For the first time in years, the opponent an Atlanta team was facing in a playoff scenario blew a monumental lead.
Wednesday night, the Atlanta Hawks played one of the worst first halves of professional basketball against the Philadelphia 76ers at the Wells Fargo Center in South Philadelphia.
The scene: over 18,000 fans screaming, hooping and hollering as their Sixers were in the process of rolling the Hawks out of the building in Game 5 of the Eastern Conference semifinals.
How bad was it? Atlanta trailed Philadelphia by 22 at halftime. The Hawks were down by 26 in the third quarter and down 18 after three quarters of play.
And somehow, someway, the Hawks pulled off the improbable, incomprehensible comeback to defeat the 76ers 109-106, stun the home crowd and take a 3-2 series lead.
The Hawks outscored Philly 40-19 in the final 12 minutes.
The 76ers pulled an Atlanta.
There are so many words that can describe what happened in Philly from the hometown perspective.
For Atlanta/Georgia sports fans, we know this pain. All too well.
In recent years, the city of Atlanta and the state of Georgia have become a sort of “punching bag” in the sports world.
Super Bowl LI, the 2018 college football championship game (from a UGA fan perspective), the 2020 National League Championship Series. And that’s just in recent years.
It’s been one blown lead after another.
On Monday night, the Sixers held an 18-point lead over the Hawks in Game 4 in Atlanta. It appeared the Hawks were heading toward being down 3-1 heading back to Pennsylvania for Game 5.
The Hawks fought back and the Sixers lost that one 103-100, which evened the series 2-2.
Wednesday night, it seemed almost guaranteed the Hawks were heading for a big road playoff loss and heading back home trailing 3-2 in the best-of-seven series.
The 76ers squandered it twice in a row, but the Hawks battled back twice.
How did the Hawks engineer back-to-back double-digit comebacks?
You can point to they played better defense and got some stops, you can point to John Collins getting the team fired up in Game 4 with some adrenaline-inducing dunks, you can point to Lou Williams coming in off the bench and stepping up big in Game 5.

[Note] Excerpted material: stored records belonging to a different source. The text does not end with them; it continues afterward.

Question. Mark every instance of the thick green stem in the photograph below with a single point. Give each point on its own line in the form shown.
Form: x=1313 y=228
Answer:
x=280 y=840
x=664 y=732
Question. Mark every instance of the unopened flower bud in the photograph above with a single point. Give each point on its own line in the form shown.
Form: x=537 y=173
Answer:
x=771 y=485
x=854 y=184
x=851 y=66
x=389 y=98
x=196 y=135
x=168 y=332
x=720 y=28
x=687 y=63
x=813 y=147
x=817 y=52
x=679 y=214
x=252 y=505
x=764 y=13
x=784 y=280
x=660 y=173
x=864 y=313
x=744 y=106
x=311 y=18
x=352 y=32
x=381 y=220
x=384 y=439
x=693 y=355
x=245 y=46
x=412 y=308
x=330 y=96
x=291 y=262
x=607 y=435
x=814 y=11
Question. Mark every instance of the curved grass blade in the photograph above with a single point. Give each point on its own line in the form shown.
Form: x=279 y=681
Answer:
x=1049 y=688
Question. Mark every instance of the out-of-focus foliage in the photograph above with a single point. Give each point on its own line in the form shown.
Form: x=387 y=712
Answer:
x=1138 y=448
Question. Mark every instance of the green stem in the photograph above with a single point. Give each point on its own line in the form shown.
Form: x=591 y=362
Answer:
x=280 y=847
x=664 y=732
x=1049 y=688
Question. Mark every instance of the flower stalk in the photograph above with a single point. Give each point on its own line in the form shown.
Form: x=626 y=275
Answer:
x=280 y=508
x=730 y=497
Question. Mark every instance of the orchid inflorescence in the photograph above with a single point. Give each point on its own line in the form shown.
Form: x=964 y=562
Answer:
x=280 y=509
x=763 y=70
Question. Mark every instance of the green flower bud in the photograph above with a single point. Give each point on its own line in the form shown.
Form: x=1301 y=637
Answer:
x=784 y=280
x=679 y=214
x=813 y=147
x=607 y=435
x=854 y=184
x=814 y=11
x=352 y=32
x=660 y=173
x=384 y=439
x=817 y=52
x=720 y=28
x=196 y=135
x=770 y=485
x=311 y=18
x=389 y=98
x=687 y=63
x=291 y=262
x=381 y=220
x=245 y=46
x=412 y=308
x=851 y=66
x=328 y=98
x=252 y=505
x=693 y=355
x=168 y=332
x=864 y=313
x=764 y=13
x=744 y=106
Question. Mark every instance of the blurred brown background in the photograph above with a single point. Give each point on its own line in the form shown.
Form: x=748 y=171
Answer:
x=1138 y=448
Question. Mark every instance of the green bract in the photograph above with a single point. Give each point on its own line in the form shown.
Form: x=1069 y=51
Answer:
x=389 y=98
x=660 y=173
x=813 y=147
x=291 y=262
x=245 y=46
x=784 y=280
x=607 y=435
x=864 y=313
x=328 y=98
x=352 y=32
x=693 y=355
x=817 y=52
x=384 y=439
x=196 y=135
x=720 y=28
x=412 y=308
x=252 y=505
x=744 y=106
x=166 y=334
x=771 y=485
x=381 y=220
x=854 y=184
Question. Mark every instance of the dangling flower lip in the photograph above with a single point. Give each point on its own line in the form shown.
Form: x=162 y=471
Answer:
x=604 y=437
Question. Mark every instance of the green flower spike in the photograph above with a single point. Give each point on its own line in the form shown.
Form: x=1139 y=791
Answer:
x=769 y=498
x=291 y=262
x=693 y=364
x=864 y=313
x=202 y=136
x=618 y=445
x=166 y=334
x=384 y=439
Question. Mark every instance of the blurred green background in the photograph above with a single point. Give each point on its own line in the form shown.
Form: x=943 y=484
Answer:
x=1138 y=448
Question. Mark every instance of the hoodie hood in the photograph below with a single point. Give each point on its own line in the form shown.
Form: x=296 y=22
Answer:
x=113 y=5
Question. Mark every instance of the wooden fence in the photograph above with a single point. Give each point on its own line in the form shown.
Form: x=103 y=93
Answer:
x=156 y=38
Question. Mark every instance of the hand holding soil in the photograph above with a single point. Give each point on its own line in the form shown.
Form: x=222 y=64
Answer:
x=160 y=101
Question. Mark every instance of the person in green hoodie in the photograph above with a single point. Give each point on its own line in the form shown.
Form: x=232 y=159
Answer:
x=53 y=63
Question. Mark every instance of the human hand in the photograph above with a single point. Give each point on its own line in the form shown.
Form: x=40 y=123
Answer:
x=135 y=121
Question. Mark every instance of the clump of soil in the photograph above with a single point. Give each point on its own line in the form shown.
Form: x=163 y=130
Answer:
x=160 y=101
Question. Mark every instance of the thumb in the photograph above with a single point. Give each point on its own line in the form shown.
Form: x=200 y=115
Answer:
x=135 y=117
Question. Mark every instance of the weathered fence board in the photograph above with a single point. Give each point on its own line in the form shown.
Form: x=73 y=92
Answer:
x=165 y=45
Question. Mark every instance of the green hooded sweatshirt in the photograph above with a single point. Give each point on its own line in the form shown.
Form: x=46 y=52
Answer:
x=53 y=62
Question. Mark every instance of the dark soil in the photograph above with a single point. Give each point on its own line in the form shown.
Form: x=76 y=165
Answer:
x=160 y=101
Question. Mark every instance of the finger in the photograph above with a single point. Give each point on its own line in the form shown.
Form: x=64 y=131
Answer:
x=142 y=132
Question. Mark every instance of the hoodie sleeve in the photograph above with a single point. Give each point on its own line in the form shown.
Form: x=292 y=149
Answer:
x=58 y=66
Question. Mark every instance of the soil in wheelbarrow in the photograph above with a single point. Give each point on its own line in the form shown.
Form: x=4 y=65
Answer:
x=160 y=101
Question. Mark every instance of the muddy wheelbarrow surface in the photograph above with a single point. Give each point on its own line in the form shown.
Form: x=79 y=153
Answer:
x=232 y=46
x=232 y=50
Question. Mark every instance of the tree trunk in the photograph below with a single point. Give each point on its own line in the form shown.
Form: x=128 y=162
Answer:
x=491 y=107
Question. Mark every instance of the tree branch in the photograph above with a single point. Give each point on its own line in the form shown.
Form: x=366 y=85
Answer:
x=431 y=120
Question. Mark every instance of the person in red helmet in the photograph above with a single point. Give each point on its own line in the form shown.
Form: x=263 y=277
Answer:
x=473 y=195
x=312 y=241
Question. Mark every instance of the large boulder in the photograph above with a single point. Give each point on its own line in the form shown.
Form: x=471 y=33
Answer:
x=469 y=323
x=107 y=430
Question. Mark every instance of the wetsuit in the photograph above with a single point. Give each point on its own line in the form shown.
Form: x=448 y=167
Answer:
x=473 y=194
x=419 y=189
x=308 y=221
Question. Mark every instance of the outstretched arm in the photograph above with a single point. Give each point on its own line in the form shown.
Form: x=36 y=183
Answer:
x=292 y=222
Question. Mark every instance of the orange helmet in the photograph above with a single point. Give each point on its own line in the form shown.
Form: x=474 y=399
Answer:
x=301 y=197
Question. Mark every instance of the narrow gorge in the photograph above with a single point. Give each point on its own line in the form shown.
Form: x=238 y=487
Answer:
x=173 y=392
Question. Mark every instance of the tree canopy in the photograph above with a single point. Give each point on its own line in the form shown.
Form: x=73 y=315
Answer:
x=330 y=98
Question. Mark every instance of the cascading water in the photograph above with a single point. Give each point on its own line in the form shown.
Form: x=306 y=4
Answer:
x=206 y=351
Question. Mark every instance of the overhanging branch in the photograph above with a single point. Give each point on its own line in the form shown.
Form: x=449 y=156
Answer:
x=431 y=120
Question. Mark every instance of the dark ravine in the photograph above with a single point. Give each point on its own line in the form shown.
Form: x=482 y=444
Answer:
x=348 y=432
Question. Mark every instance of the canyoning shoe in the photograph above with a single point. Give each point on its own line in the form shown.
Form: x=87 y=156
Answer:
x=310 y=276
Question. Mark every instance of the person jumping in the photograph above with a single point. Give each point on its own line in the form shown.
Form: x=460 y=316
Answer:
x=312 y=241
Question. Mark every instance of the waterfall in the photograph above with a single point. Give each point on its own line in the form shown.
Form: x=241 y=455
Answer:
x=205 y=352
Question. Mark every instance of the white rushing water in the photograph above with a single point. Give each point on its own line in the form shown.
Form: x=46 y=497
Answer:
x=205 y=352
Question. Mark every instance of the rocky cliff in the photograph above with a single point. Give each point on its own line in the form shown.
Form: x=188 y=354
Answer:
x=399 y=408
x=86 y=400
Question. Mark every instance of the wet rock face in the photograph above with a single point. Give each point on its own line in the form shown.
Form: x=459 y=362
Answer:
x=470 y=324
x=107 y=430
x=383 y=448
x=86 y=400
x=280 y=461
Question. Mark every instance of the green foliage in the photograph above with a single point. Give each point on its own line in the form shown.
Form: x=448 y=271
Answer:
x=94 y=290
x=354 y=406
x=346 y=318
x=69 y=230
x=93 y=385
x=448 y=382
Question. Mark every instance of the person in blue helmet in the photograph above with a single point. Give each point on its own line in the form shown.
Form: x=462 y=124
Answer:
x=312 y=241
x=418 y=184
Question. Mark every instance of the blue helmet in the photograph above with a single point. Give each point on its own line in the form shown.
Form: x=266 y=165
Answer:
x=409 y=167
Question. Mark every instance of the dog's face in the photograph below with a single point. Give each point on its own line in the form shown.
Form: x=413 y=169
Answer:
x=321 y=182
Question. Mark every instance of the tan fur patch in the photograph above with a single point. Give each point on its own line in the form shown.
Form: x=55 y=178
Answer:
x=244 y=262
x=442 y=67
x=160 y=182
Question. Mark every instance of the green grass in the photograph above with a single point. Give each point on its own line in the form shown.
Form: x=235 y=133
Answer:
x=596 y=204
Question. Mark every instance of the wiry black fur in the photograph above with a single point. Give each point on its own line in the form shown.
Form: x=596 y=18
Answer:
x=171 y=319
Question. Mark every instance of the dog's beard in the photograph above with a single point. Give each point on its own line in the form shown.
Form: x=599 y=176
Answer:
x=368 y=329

But it boils down to one thing. This team refuses to quit.
Remember, this team had a losing record on March 1. They were heading toward missing the playoffs for the fourth consecutive year. They have completely turned it around.
Since Nate McMillan took over, the team is gelling under him. When someone is struggling on the floor, the Hawks are able to substitute someone in for an energy boost, ignite a spark and, as has happened in the last two games, get on a run.
While last night was a roller-coaster ride that ended in favor of an Atlanta team, now comes the big test. Can they close out?
Going into the playoffs, many probably did not think the Hawks would get to this point. I certainly did not. They have continued to prove the doubters wrong.
Now is the time to start burying the “choke” moniker. The Hawks have a chance to close out at home on a Friday night. The stage is set for a Georgia-based team to prove to the sports world the teams in this state do not just squander leads away all the time.
If the Hawks close out Philadelphia in Game 6, will that completely dash the moniker?
No. Far from it.
This situation does not even remotely carry the same stakes or ramifications as a Game 7 league championship or especially a Super Bowl.
But, that being said, a Game 6 Hawks win would put a dent in it.
The opportunity is there; now they just have to take it.